He brushed my hair and then let
me down easy, and I think that’s when I knew that I was just like all the other
girls. I was just another
misunderstanding.
We were perfect strangers with an
incomplete love, yet I still marvel at how we fit together like sprockets and
gears.
But someone else was cranking
that wheel that made it all burn, someone else was watching and waiting and
wondering how it would all work out in the end.
And I’m here to say that it didn’t, because I still see teeth marks on
the glass cups in the dining room. I
still hear the ground move.
And every day I spray the windows
and I scrub the already clean dishes, and think about when he used to take my
hands and study the bends and lines in them like he was about to take a
test.
I needed you more than you
allowed.

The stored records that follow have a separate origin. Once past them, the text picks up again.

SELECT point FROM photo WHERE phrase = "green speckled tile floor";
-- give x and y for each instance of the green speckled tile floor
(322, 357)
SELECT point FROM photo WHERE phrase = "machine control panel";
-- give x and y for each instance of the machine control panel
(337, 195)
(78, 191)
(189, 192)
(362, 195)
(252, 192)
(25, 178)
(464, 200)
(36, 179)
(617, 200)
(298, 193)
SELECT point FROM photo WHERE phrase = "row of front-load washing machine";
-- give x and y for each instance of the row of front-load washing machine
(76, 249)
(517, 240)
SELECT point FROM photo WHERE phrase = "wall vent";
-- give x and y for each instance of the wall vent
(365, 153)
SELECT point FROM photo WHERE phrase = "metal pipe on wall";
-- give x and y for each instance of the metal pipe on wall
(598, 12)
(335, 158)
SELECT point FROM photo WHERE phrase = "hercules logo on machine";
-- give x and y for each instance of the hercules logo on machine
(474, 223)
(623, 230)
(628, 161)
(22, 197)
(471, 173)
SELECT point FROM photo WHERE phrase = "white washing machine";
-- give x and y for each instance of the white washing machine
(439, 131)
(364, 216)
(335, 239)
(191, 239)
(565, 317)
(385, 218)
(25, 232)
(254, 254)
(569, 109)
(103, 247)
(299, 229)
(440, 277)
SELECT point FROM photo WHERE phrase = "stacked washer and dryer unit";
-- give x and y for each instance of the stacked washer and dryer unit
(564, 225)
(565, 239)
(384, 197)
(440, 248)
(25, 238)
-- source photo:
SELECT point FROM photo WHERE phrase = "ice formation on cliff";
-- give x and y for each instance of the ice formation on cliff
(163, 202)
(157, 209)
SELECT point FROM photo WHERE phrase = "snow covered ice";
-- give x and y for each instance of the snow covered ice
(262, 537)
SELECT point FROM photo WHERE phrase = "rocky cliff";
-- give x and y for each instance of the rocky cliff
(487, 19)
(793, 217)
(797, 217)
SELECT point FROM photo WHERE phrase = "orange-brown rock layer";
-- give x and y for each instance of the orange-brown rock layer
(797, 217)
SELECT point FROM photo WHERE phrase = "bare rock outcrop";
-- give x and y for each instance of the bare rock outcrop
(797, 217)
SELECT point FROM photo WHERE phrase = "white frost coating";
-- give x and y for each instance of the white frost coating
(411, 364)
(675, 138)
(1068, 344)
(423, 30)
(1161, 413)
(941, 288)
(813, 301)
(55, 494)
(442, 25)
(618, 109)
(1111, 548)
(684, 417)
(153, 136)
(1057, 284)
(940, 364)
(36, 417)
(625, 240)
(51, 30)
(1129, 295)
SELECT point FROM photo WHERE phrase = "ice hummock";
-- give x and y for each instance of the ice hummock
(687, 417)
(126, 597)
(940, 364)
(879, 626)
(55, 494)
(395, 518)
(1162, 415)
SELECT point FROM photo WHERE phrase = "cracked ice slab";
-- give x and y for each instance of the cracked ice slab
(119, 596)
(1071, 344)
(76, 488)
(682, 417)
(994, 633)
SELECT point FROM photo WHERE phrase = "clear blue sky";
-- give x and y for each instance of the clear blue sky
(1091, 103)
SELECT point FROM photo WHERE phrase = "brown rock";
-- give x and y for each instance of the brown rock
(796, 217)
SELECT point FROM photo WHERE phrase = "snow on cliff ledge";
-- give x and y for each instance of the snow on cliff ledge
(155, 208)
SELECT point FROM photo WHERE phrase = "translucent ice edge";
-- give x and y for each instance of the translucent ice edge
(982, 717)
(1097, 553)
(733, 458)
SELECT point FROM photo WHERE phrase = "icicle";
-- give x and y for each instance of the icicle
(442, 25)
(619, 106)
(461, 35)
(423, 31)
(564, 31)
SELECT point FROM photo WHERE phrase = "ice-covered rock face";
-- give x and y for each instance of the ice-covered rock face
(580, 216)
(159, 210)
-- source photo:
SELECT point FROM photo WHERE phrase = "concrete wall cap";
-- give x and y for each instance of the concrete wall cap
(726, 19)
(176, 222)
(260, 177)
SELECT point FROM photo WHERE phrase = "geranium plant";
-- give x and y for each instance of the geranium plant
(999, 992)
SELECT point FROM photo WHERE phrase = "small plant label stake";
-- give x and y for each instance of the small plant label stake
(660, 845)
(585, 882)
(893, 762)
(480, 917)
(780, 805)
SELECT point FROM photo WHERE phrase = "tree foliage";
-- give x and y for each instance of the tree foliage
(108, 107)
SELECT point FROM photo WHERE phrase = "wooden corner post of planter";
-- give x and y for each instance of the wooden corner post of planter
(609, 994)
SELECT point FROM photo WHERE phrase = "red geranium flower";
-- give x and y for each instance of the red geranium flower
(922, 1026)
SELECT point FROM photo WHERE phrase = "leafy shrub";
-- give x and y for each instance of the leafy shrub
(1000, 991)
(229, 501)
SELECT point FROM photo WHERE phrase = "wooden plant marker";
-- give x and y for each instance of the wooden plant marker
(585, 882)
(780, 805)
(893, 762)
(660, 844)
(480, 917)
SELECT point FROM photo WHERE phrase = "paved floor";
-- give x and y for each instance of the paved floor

Were you even upset at
all? Do you ever think about the tap
dancing lessons or the bottom of the sink after you spilled the champagne? Do you ever listen to that song we both hate,
and think about how it’s not as bad when you’re alone?
I do.
And I think that if you gave me
the chance, I’d let you take me to Denver.
I’d let you ask me about the scar on my leg, and this time I’d tell you
the truth.
"and think about when he used to take my hands and study the bends and lines in them like he was about to take a test." My favorite line. Wow, you're a wizard with words. You sure know how to keep a captive audience. I can't wait to see what you do with movies.